East Asia Ten Years after the Crisis

"East Asia responded to its large current account deficits ten years ago by letting its exchange rates depreciate."

In July, the countries of East Asia will be observing the 10th anniversary of the great financial crisis which engulfed the region at that time.

The crisis resulted from three factors. The region had enjoyed a long period of stable exchange rates which encouraged local companies to borrow heavily in U.S. dollars. Some countries had investment ratios to GDP exceeding 40% and thus ran large current account deficits. There was so much confidence about the future that there was a significant overinvestment in real estate development in some countries (Thailand, Malaysia) and heavy industry in others (Korea).

The crisis began in Thailand because global investors became alarmed during early 1997 about the risk of sharply increasing non-performing loans among Thai banks and finance companies. They sold the baht aggressively and forced Thailand to devalue in July. The devaluation of the baht then triggered a wave of selling against the Malaysia ringitt and the Indonesian rupiah. The local central banks attempted to resist the selling pressure but they were reluctant to raise interest rates sharply because their corporate sectors were highly leveraged as a consequence of the preceding boom. The financial contagion intensified and spread to Taiwan and Korea during the autumn. Korea was forced to join Thailand and Indonesia in seeking an IMF program in order to restore confidence in its financial system.

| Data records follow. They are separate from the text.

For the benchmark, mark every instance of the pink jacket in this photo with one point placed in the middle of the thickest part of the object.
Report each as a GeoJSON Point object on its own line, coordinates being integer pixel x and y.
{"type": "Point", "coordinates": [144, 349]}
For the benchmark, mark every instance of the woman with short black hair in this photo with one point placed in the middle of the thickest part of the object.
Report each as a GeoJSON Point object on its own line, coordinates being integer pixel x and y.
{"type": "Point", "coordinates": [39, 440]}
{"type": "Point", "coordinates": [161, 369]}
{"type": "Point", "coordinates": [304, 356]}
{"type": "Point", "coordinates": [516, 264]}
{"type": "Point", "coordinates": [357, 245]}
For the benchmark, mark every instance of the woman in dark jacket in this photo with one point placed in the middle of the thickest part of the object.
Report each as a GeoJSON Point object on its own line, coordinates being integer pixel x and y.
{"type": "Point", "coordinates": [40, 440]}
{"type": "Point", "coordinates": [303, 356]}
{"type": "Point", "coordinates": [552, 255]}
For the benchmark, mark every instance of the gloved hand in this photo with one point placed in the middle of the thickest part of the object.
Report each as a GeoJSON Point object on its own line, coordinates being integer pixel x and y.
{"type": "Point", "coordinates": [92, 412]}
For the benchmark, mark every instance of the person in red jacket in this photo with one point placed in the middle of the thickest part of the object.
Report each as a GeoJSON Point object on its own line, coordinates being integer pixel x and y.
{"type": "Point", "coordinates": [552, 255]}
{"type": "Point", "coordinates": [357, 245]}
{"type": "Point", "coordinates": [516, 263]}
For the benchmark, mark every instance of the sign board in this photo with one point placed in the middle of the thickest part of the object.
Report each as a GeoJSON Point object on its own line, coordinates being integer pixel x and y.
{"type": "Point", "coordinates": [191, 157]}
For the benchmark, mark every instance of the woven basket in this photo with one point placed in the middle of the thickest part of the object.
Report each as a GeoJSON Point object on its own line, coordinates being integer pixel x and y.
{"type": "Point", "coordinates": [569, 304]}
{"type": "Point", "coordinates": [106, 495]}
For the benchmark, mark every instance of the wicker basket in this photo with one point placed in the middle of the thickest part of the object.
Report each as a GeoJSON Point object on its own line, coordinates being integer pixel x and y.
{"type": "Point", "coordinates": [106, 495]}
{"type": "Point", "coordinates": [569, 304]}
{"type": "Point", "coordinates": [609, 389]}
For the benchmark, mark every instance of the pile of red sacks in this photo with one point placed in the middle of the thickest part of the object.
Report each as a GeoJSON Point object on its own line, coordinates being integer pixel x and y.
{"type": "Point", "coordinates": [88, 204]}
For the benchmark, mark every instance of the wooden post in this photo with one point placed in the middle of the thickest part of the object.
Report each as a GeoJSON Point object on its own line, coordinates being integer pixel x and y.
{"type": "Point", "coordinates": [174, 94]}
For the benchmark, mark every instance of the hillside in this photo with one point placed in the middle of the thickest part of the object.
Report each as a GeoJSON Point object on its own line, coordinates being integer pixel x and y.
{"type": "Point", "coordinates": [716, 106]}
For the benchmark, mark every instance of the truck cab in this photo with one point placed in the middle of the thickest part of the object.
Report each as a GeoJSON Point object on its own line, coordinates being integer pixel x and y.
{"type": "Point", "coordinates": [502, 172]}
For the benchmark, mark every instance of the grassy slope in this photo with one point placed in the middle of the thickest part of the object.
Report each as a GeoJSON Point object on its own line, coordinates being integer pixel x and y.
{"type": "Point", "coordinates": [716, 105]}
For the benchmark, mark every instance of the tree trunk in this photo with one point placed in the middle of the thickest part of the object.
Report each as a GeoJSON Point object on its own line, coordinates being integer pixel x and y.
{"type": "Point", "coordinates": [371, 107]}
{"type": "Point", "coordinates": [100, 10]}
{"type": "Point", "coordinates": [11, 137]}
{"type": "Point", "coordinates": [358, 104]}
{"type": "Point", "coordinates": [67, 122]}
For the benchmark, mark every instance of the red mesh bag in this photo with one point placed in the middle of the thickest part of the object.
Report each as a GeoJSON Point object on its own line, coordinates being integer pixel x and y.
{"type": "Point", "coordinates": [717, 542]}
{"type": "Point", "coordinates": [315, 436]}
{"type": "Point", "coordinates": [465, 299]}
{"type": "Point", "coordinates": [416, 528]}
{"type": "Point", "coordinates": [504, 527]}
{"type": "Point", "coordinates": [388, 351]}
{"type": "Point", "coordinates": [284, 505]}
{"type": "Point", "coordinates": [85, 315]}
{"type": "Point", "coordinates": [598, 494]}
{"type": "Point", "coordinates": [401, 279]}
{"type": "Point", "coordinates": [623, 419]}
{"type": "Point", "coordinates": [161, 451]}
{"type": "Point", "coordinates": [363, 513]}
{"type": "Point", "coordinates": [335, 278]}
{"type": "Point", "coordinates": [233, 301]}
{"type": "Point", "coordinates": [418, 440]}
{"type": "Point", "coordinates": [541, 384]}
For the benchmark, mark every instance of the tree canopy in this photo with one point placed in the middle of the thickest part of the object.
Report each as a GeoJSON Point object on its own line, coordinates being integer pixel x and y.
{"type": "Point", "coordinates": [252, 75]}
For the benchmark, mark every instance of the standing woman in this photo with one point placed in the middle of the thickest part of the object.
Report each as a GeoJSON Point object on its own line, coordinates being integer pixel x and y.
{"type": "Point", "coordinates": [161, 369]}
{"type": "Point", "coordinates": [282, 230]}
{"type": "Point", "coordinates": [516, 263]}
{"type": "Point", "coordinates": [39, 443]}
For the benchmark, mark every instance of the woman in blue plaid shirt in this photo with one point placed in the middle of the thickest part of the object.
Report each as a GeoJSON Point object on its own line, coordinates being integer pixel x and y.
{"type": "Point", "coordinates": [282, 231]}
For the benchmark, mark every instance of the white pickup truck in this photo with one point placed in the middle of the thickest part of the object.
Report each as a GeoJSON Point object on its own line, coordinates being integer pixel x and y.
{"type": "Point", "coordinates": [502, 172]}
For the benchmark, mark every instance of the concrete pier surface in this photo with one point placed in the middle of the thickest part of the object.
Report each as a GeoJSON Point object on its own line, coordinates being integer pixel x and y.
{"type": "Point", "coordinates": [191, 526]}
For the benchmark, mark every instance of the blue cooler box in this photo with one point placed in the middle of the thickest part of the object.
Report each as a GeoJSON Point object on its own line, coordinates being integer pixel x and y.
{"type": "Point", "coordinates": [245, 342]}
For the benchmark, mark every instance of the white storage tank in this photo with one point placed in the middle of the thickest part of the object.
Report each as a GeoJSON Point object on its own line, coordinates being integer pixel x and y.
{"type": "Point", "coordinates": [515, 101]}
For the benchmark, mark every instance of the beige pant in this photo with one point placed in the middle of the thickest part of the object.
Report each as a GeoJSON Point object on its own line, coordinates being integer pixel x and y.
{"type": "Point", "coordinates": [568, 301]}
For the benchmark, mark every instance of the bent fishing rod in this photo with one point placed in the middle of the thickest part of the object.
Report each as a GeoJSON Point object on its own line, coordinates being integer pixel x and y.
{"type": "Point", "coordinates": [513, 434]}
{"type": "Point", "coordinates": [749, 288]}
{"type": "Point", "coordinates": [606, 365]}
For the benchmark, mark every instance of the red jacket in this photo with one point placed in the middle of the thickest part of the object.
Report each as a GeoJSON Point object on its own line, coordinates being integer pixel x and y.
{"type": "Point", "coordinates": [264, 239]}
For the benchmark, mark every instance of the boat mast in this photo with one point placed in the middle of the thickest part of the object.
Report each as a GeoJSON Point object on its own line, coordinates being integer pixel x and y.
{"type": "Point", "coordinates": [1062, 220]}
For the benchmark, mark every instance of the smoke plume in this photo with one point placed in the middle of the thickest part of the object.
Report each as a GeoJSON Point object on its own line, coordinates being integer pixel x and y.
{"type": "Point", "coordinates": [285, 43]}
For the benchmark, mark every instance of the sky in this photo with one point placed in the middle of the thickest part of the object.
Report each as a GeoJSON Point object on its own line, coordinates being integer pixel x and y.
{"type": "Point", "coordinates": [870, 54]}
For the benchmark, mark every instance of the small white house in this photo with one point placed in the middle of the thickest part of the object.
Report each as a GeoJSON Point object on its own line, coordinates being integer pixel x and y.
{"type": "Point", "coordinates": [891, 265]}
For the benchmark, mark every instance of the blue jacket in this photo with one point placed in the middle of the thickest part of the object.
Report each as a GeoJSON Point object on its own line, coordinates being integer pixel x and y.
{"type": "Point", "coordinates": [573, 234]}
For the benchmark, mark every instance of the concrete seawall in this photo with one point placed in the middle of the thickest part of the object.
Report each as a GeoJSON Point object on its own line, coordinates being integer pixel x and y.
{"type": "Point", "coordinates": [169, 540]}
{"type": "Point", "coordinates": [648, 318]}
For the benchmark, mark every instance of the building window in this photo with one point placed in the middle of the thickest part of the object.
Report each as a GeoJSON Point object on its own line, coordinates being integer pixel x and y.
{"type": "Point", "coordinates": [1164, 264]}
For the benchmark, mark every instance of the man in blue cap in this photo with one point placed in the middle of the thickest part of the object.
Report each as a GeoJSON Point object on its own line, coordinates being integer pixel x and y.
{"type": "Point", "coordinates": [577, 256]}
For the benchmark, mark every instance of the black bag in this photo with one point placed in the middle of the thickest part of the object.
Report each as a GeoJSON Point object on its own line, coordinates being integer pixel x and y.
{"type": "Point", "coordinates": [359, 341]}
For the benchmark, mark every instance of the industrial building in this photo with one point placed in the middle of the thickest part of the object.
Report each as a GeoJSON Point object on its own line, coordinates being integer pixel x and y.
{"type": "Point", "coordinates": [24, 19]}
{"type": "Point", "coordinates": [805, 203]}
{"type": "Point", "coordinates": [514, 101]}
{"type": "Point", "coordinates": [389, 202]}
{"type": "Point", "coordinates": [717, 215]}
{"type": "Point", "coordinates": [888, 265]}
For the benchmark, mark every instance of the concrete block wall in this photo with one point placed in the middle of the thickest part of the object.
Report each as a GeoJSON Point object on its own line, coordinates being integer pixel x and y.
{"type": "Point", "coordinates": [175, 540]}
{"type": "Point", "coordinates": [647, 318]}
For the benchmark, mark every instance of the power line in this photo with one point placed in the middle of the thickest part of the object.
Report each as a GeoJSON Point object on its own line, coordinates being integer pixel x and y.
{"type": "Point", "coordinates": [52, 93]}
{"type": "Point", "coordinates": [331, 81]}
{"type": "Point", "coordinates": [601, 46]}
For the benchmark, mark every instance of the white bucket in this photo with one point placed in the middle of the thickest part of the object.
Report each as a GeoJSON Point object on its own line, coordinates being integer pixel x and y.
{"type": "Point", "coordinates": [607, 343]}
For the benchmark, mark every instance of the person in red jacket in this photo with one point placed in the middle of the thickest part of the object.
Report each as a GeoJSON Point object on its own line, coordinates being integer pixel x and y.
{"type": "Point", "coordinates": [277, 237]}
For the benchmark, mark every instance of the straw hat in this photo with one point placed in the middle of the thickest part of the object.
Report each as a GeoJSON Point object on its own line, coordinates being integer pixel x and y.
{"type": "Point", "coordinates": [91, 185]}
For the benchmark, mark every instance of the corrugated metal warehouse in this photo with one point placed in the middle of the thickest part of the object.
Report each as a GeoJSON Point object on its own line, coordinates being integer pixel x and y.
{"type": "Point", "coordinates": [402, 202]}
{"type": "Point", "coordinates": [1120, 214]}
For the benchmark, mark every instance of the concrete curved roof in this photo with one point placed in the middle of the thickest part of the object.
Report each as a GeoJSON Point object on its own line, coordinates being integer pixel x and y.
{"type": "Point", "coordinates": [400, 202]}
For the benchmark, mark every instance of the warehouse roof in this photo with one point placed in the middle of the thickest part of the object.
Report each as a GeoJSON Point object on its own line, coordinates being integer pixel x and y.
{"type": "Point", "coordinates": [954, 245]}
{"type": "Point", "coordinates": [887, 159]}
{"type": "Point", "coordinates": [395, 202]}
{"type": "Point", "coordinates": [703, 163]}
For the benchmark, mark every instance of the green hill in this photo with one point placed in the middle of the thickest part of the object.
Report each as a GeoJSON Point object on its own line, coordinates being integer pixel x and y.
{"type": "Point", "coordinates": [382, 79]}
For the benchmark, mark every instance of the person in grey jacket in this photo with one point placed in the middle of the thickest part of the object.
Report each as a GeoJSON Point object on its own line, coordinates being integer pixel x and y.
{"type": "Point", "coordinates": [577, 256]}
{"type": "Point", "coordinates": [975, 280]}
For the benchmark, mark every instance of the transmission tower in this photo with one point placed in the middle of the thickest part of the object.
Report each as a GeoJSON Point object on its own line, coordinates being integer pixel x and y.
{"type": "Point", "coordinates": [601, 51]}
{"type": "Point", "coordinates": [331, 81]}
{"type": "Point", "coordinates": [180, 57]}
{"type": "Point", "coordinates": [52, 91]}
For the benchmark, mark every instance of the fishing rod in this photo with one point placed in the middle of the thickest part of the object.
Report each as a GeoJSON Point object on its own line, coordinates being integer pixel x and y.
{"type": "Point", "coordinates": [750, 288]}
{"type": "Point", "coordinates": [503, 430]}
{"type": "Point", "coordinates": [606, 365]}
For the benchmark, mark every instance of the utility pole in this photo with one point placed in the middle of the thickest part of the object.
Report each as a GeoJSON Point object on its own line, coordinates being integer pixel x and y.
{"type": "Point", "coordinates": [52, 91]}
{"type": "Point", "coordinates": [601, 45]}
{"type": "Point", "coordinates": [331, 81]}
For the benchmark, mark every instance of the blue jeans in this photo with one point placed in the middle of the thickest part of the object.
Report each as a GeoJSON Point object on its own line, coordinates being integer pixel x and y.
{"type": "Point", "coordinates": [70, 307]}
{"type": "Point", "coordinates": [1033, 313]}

There have been several legacies from the crisis of 1997-1998. First, the IMF now puts much greater emphasis on monitoring private sector financial developments than it did ten years ago. The East Asian crisis had not resulted from large government deficits or permissive monetary policy. It had resulted from poor banking regulation and significant overleveraging of private companies with dollar debt. Secondly, East Asian countries have been pursuing cautious macroeconomic policies since the crisis and are now generally running current account surpluses. Excluding China, their investment shares of GDP are typically 10-15% below the levels which prevailed before the crisis. They have accumulated over $3 trillion of foreign exchange reserves and have played a major role funding the American current deficit since 2000. Thirdly, the East Asian countries have launched new experiments in regional financial and economic cooperation. There are now regular meetings of finance ministers and central bank governors in the region. The Asean plus three countries have established a network of potential swap agreements to protect local currencies in the event of a crisis. East Asian countries are now moving towards a regional free trade agreement and have pursued numerous bilateral FTA’s with Japan, the U.S., India, and Australia.

The major geopolitical change since the crisis has been reemergence of China as a great economic power and one of the world’s leading export nations. China’s nominal GDP now exceeds $2.5 trillion dollars, China’s investment share of GDP has risen to 48% and Chinese exports will soon exceed one trillion dollars. As a result of its high savings rate, China is also running a current account surplus approaching 10% of GDP despite its high level of capital spending. China offered financial assistance to its neighbors during 1997 and did not magnify the financial contagion by devaluing its currency. But it did not play any role in shaping the policies of the IMF in responding to the crisis. China is now playing an active leadership role promoting new regional free trade agreements and other forms of economic cooperation. China also has such immense foreign exchange reserves that she could easily provide financial assistance to any Asian country experiencing balance of payments problems. As a result of China’s rise, it is doubtful that the IMF will ever again play a leadership role in East Asia.

East Asia maintained market oriented economic after 1998 despite the sharp rise in poverty and unemployment which occurred as a consequence of the crisis. The new challenge facing East Asia will be to help sustain market oriented policies in the U.S. The Democratic takeover of the American Congress has greatly increased the risk of protectionism. Protectionism is a danger for East Asia because its export share of GDP is 55% compared to a global average of 28%. The role of intraregional trade has grown from 25% of exports in 1985 to 37% in 2005. But the dominant factor driving regional trade has been the export of intermediate goods from smaller Asian countries to China for the production of finished goods to sell in North America and Europe. As a result of this vertical integration process, China has a large trade surplus with North America and Europe while running trade deficits with Taiwan, Korea, Japan, and Asean. China accounts for only 6.4% of final demand in East Asia compared to 25% for the U.S.

The Democrats have turned protectionist because their voters are concerned about manufacturing job losses and growing income inequality. East Asia responded to its large current account deficits ten years ago by letting its exchange rates depreciate. It must now respond to the dangers posed by America’s burgeoning current account deficit and protectionism in the U.S. Congress by letting its exchange rates appreciate.